You just need to read OpenAI’s arguments about why TOS and copyright laws don’t apply to them when they’re training on other people’s copyrighted and TOS protected data and running roughshod over every legal protection.
Yes, though this is especially true when it's consumers 'agreeing' to the TOS. Anything even somewhat surprising within such a TOS is basically thrown out the window in European courtrooms without a second look.
For actual, legally binding consent, you'll need to make some real effort to make sure the consumer understands what they are agreeing to.
Legally, I understand your point, but morally, I find it repellent that a breach of contract (especially terms-of-service) could be considered more important than a breach of law. Especially since simply existing in modern society requires us to "agree" to dozens of such "contracts" daily.
I hope voters and governments put a long-overdue stop to this cancer of contract-maximalism that has given us such benefits as mandatory arbitration, anti-benchmarking, general circumvention of consumer rights, or, in this case, blatantly anti-competitive terms, by effectively banning reverse-engineering (i.e. examining how something works, i.e. mandating that we live in ignorance).

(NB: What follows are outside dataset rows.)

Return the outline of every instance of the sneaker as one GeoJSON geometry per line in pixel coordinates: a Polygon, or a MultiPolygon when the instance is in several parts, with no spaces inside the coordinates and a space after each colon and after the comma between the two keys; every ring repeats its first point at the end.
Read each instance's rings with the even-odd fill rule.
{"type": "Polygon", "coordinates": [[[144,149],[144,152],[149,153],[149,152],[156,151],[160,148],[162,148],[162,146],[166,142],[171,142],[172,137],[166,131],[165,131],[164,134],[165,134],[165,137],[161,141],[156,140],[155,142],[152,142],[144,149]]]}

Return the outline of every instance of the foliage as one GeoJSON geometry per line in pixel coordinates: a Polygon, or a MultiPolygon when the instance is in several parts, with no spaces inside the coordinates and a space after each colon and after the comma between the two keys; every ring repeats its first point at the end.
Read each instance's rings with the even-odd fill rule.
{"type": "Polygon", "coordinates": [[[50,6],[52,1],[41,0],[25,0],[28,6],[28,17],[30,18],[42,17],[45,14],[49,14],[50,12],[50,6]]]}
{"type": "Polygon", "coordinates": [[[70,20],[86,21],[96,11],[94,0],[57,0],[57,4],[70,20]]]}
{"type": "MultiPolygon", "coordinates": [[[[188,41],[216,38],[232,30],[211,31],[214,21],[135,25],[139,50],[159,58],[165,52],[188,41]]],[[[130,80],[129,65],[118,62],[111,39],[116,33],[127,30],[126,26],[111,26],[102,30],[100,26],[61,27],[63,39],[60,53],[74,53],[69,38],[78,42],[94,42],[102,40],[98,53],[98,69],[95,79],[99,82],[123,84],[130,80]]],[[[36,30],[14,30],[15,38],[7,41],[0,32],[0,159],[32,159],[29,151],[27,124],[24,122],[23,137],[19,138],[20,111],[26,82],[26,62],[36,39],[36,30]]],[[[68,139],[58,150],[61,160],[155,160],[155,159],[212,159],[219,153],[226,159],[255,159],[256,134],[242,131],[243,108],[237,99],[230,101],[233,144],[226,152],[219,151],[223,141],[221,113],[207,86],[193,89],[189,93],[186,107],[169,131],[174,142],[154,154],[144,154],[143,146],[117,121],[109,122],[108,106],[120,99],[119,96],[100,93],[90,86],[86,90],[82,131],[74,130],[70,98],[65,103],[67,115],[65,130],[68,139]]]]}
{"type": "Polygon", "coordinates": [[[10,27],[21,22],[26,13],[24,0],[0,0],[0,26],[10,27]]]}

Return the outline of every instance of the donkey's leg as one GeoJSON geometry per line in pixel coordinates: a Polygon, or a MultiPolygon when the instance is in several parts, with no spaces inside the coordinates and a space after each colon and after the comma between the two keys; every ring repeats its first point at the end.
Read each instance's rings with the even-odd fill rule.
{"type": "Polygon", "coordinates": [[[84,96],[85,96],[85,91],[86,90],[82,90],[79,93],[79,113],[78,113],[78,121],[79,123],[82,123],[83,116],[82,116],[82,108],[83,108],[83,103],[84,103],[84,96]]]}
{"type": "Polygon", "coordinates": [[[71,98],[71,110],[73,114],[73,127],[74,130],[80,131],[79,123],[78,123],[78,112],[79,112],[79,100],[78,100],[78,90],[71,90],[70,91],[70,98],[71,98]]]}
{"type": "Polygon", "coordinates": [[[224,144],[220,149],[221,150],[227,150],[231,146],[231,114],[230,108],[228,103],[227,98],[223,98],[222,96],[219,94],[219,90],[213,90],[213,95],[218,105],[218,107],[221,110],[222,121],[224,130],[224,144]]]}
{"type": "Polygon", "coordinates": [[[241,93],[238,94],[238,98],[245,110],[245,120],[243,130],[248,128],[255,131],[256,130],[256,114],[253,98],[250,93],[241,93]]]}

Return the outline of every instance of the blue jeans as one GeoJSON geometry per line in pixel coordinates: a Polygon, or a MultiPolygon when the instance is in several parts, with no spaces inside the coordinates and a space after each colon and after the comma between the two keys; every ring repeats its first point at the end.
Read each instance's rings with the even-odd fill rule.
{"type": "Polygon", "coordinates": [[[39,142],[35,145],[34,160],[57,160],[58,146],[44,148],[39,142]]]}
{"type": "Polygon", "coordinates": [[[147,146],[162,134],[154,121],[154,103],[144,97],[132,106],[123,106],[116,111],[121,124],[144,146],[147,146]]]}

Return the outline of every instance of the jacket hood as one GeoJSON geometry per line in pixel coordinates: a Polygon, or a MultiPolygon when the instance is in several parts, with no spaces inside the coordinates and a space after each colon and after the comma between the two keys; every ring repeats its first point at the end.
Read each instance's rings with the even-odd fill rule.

Because if they don't, laws will slowly become irrelevant, and our lives governed by one-sided contracts.
IANAL, but It is worth noting here that DeepSeek has explicitly consented to a license that doesn't allow them to do this. That is a condition of using the Chat GPT and the OpenAI API.
Even if the courts affirm that there's a fair use defence for AI training, DeepSeek may still be in the wrong here, not because of copyright infringement, but because of a breach of contract.
I don't think OpenAI would have much of a problem if you train your model on data scraped from the internet, some of which incidentally ends up being generated by Chat GPT.
Compare this to training AI models on Kindle Books randomly scraped off the internet, versus making a Kindle account, agreeing to the Kindle ToS, buying some books, breaking Amazon's DRM and then training your AI on that. What DeepSeek did is more analogous to the latter than the former.